HeatCrab commented Dec 27, 2025

This PR now continues development on top of PR #62 rather than main. This is a technical necessity, not a workflow preference. Physical Memory Protection requires proper kernel stack isolation to function correctly—without PR #62's stack separation, user tasks would corrupt kernel memory during context switches, making PMP both unsafe and unverifiable. Building this feature on main would produce non-functional code.

@HeatCrab HeatCrab force-pushed the pmp/memory-isolation branch 2 times, most recently from 22cdf89 to 81e18d3 Compare December 27, 2025 14:34
Introduces three abstractions that build upon the PMP infrastructure
for managing memory protection at different granularities.

Flexpages represent contiguous physical memory regions with
protection attributes, providing arbitrary base addresses and sizes
without alignment constraints. Memory spaces implement the address
space concept but use distinct terminology to avoid confusion with
virtual address spaces, as this structure represents a task's memory
protection domain in a physical-address-only system. They organize
flexpages into task memory views and support sharing across multiple
tasks without requiring an MMU. Memory pools define static regions for
boot-time initialization of kernel memory protection.

Field naming retains 'as_' prefix (e.g., as_id, as_next) to reflect
the underlying address space concept, while documentation uses "memory
space" terminology for clarity in physical-memory-only contexts.

Structures are used to enable runtime iteration, simplify debugging,
and maintain consistency with other subsystems. Macro helpers reduce
initialization boilerplate while maintaining type safety.

Memory protection APIs are exposed to test programs for validation.
This follows the established pattern where kernel subsystem interfaces
are made available for testing purposes.
Defines static memory pools for boot-time PMP initialization using
linker symbols to identify kernel memory regions.

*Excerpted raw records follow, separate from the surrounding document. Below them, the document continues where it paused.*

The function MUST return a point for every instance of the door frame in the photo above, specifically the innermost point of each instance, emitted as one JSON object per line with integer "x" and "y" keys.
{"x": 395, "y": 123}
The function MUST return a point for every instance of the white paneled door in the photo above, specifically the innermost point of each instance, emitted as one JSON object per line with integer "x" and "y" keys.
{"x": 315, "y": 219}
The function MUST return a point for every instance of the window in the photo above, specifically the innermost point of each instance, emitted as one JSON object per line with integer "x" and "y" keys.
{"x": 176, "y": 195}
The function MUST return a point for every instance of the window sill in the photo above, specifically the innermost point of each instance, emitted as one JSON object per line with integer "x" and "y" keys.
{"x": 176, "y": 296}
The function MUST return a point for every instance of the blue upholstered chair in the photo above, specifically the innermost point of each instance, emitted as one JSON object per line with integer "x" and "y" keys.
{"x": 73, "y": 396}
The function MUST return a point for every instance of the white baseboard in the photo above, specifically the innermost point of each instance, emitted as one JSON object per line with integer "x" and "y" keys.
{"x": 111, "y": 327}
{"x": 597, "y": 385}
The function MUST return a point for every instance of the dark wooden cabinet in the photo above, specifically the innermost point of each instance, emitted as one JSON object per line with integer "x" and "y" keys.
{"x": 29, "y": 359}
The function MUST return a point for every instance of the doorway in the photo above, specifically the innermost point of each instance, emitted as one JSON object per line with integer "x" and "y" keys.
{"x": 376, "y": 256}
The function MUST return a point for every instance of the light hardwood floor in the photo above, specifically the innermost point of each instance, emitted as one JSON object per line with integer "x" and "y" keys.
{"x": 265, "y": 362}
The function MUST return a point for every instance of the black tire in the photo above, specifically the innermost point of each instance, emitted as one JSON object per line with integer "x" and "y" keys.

Linker symbol declarations are updated to include text segment
boundaries and match actual linker script definitions for stack
regions. Five kernel memory pools protect text as read-execute, data
and bss as read-write, heap and stack as read-write without execute
to prevent code injection.

Macro helpers reduce initialization boilerplate while maintaining
debuggability through struct arrays. Priority-based management handles
the 16-region hardware constraint.
Extends TCB with a memory space pointer to enable per-task memory
isolation. Each task can now reference its own memory protection
domain through the flexpage mechanism.
Adds creation and destruction functions for flexpages, which are
software abstractions representing contiguous physical memory regions
with hardware-enforced protection attributes. These primitives will be
used by higher-level memory space management to construct per-task
memory views for PMP-based isolation.

Function naming follows kernel conventions to reflect that these
operations manage abstract memory protection objects rather than
just memory allocation.
Add functions to create and destroy memory spaces, which serve as
containers for flexpages. A memory space can be dedicated to a single
task or shared across multiple tasks, supporting both isolated and
shared memory models.
Provide helper functions for runtime-indexed access to PMP control
and status registers alongside existing compile-time CSR macros.
RISC-V CSR instructions encode register addresses as immediate
values in the instruction itself, making dynamic selection
impossible through simple arithmetic. These helpers use
switch-case dispatch to map runtime indices to specific CSR
instructions while preserving type safety.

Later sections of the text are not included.